Hardware acceleration is hot in rendering industry right now, and while people still try to figure out how to split workloads between CPUs and GPUs, FPGAs are quickly rising. We interviewed Philipp Slusallek, Scientific Director and Computer Graphics professor at Saarland University, and talked about what’s hot right now, and above all what we can expect in CG in the near future! We first heard about Philipp by coming across this great discussion.

– What rendering techniques are best adapted to each hardware (GPU/CPU)?

We basically have two key algorithms for rendering: rasterization and ray tracing. Rasterization is a “forward” rendering approach that renders the triangles in a scene one by one (conceptually) and each time updates all pixels covered by that triangle. Ray tracing, on the other hand, traces rays for each pixel to find out which triangle is visible for that pixel.

While the two seem very different, there are intermediate versions, such as “tile-based rasterization” or “frustum tracing”, where only the triangles covering a part of the screen are rasterized or all rays of a tile a traced together, respectively. If you make these tiles smaller, eventually a single pixel in size, rasterization starts to look much like ray tracing and vice versa as you trace larger and larger frusta. However, we still do not have algorithms that really cover the whole range of options well.

Additionally, we are seeing an increased need for advanced (programmable) shading and lighting effects (e.g. global illumination for smooth indirect illumination). While they are sitting on top of the core renderer, they impose many requirements that will determine what rendering approach can or cannot be used.

On the HW (hardware) side: GPUs started as HW dedicated for rasterization. But they have long evolved to become essentially large parallel compute engines (with some dedicated HW thrown in for rasterization, still). On the other hand, CPUs have become much better at parallel workloads with multi-core, multi-threading, and more and increasingly wide SIMD compute units (MMX, SSE, AVX, and the now upcoming AVX-512).

In some sense the two general HW designs are converging towards a similar sweet spot, but coming from two very different starting points.

Rasterization is more dependent on good HW support to be fast and so runs best on GPUs. Ray-tracing can be implemented with very good performance on each HW architecture, probably with some advantage for CPU-like architectures if you look at the latest comparison in the Embree paper at Siggraph 2014 (which may be a bit biased).

– For a developer working on a renderer, what is the technical arbitrage between writing for a CPU, and for a GPU?

Let me focus on writing a full ray tracing renderer using the raw HW. Writing a “renderer” that makes good use of OpenGL/DirectX is a very different story.

First of all writing a really good renderer is a big challenge — but also a lot of fun, independent of the choice of rendering algorithm or HW. It reaches across many levels from highly optimized inner loops all the way up to data management of often complex scenes.
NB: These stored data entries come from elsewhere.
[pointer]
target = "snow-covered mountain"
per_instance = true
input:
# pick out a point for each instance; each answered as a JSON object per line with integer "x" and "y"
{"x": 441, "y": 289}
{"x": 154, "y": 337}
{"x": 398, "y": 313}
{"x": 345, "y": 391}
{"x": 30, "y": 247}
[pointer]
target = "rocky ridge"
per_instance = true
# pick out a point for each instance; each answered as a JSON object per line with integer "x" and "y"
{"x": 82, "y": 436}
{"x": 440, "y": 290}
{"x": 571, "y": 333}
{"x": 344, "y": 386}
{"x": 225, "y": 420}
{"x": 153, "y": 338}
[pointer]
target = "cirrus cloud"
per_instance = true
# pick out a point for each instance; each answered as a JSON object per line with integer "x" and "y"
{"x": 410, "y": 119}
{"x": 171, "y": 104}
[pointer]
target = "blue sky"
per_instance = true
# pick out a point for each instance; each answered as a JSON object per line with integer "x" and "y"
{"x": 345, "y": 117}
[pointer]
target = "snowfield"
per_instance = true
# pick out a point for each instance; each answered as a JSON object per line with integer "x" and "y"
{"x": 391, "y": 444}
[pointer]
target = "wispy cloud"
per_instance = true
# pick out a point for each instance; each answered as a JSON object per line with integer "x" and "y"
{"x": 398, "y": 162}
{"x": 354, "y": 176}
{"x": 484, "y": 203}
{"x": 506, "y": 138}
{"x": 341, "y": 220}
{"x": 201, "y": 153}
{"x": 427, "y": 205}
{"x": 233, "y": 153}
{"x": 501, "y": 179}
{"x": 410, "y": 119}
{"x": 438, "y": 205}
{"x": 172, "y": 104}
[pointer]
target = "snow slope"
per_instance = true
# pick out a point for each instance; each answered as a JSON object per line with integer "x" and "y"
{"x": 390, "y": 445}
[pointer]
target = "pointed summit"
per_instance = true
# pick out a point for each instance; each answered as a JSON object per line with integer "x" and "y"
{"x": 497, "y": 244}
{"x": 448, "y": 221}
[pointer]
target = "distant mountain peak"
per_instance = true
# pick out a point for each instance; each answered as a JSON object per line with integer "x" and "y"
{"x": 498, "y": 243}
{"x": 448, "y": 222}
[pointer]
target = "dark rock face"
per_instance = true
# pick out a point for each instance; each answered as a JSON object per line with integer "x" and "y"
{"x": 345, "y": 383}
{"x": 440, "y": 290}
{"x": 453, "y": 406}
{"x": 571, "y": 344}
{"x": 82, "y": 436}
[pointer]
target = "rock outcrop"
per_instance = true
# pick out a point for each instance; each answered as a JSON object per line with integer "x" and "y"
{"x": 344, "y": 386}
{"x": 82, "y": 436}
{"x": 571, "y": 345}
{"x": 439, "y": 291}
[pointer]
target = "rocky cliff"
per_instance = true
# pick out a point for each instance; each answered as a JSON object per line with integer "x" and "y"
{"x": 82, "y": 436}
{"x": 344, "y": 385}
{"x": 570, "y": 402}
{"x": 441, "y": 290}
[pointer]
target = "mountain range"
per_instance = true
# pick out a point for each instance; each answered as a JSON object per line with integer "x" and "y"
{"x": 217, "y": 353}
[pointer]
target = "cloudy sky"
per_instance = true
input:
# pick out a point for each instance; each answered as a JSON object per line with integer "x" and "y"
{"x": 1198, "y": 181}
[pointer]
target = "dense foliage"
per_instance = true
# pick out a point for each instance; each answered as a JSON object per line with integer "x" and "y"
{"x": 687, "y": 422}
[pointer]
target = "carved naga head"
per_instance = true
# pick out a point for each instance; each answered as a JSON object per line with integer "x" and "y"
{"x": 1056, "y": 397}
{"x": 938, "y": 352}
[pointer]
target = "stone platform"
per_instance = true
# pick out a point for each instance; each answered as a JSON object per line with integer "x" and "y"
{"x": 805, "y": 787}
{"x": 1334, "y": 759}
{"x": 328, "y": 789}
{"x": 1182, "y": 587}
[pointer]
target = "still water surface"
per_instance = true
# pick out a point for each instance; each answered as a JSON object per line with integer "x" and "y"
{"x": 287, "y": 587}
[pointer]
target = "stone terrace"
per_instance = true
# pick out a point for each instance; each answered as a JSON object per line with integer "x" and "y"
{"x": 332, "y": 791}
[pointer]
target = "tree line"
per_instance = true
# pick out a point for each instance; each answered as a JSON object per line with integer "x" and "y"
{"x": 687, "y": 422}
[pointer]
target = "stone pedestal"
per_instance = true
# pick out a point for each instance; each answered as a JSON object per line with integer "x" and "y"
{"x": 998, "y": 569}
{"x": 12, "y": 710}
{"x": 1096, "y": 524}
It thus touches many aspects of HW and SW and is a perfect poster child for how to best design efficient code for certain HW architectures.

An obvious key element is strongly optimizing the inner loops of a renderer as it determines the upper limit of the achievable rendering performance. This is where a lot of efforts and research has been, and still is, spent. Today, getting the best performance usually still means to hand-optimize the code (at the assembly or intrinsics level) for specific architectures and different choices of renderer configurations. While this often pays off, it requires expert knowledge, is very tedious, and often needs to be completely rewritten as the HW or the requirements change.

In addition, there are also many interdependencies between choices made at this low levels and the various levels of algorithms above it. This means that one needs to keep the code flexible in order for it to adapt to these requirements. However, with current technology, flexibility conflicts strongly with achieving optimal performance.

As a result of all this, almost all renderers have been targeting only one HW architecture: GPUs or CPUs and even within such an architecture, algorithms might have to be configured very differently on different instances. While cross-plattform renderers have been developed, e.g. in OpenCL, OpenCL is still a very low-level language that is not well suited for all HW architectures thus limiting what can be achieved.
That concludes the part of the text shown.